Personal loans can get you the funds relatively quickly as the home is not part of the loan. However, the interest rate charged on a personal loan is higher than a HELOC or a home equity loan as there is a higher risk for the lender. Personal loans can be fixed-rate or variable-rate. Fixed payments are more predictable whereas variable-rate constantly changes with a benchmark index like the prime rate which is connected to the Fed funds rate. These loans usually have to be paid back within 2-5 years and have closing costs too. Personal loans are best used if you have to do an emergency repair where time is a crucial factor such as heating or cooling system repair. Use our personal loan calculator for home improvements to determine your monthly payment.
Pros of a Personal Loan
- Quick application process with funds available within days
- No collateral required
- Perfect for unforeseen repairs
Cons of a Personal Loan
- Interest rate is heavily dependent on credit score
- A smaller amount can be borrowed as compared to HELOC or home equity loans
- Shorter repayment period
- Prepayment penalties and late fee penalties
- No tax deductions on interest paid
Credit cards let you borrow funds for a short period of time and can be great for emergency renovations that are required. You are only required to make the minimum payment to your credit card account if you are strapped for cash. Interest starts accruing on the account if you have an outstanding balance after the last date to make the payment. Credit cards have relatively high-interest rates as compared to the other loan options because it poses a higher risk for lenders as there is no collateral.
Pros of a Credit Card
- Payment flexibility
- Quick application
- Interest-free grace periods
Cons of a Credit Card
- Very high-interest rates
- Fee for credit card
- Low borrowing limits on credit cards
The government offers some low-cost solutions to individuals who qualify for their home renovation programs. Different government agencies have different programs, therefore, if you qualify for an FHA loan, VA loan or a USDA loan be sure to check if you are eligible for additional assistance for home renovations.

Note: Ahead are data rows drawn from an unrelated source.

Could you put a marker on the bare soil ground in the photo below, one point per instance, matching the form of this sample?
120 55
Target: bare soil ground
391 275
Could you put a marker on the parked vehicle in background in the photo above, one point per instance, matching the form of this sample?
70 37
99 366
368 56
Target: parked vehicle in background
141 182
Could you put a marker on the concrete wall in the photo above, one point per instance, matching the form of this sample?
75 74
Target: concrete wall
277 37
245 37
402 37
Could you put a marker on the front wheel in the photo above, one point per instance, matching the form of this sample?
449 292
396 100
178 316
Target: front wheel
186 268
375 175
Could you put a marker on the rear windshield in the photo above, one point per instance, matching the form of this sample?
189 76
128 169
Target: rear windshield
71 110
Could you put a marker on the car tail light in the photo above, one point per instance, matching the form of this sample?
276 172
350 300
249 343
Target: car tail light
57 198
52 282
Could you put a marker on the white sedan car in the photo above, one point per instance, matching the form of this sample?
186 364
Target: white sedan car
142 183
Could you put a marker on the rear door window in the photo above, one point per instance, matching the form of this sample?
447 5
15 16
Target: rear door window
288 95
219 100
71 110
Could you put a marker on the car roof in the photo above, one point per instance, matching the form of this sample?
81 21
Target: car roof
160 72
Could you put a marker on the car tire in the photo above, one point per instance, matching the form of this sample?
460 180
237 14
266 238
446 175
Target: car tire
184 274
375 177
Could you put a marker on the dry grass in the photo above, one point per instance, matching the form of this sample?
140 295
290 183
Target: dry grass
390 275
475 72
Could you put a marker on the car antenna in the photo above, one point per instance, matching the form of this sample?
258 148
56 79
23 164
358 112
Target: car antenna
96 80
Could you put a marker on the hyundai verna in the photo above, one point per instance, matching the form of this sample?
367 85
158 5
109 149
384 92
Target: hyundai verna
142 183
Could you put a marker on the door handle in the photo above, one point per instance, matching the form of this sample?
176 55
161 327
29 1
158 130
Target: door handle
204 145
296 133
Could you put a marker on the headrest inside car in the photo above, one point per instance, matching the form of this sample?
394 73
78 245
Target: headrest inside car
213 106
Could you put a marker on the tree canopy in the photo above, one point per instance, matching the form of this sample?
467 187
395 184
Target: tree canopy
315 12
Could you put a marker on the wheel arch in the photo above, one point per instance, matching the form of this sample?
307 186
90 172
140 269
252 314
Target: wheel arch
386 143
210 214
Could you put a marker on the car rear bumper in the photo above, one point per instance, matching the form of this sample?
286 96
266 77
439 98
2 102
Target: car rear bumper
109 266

FHA loans offer the FHA203k which is a special FHA loan where the borrower receives their mortgage amount and an additional amount for renovations. The home being purchased must be approved by the FHA as a home that requires renovations to ensure safety and livable standards in order to receive the additional amount. The amount that can be borrowed for renovations can go from $5,000 to $35,000 depending on the condition of the home. A VA renovation loan is similar to an FHA203k loan where the borrowing amount will include both the mortgage amount and funds for renovations. Similarly, the USDA has a program known as the USDA Rural Housing Renovation Loan Program which caters to individuals who purchase homes that are in need of renovations.
Pros of Federal Programs
- Low-interest rate
- Part of the mortgage
- Several grants available
Cons of Federal Programs
- Strict eligibility requirements
- Not all lenders can make these loans
Frequently Asked Questions (FAQ)
What credit score do I need for a home improvement loan?
Different loan programs have different requirements. However, a majority of loans will require a minimum credit score of 620.
Federal programs have different requirements. FHA203k loans can go as low as 500, while VA loans and USDA loans do not have minimum credit score requirements.
Are home improvement loans tax-deductible?
Yes, a few of the loan programs are tax-deductible as interest payments on HELOCs, home equity loans, and cash-out refinances can be claimed as tax deductions. Personal loans and credit cards cannot be claimed. The interest payments on your mortgage through a federal loan program can also be claimed as an itemized deduction.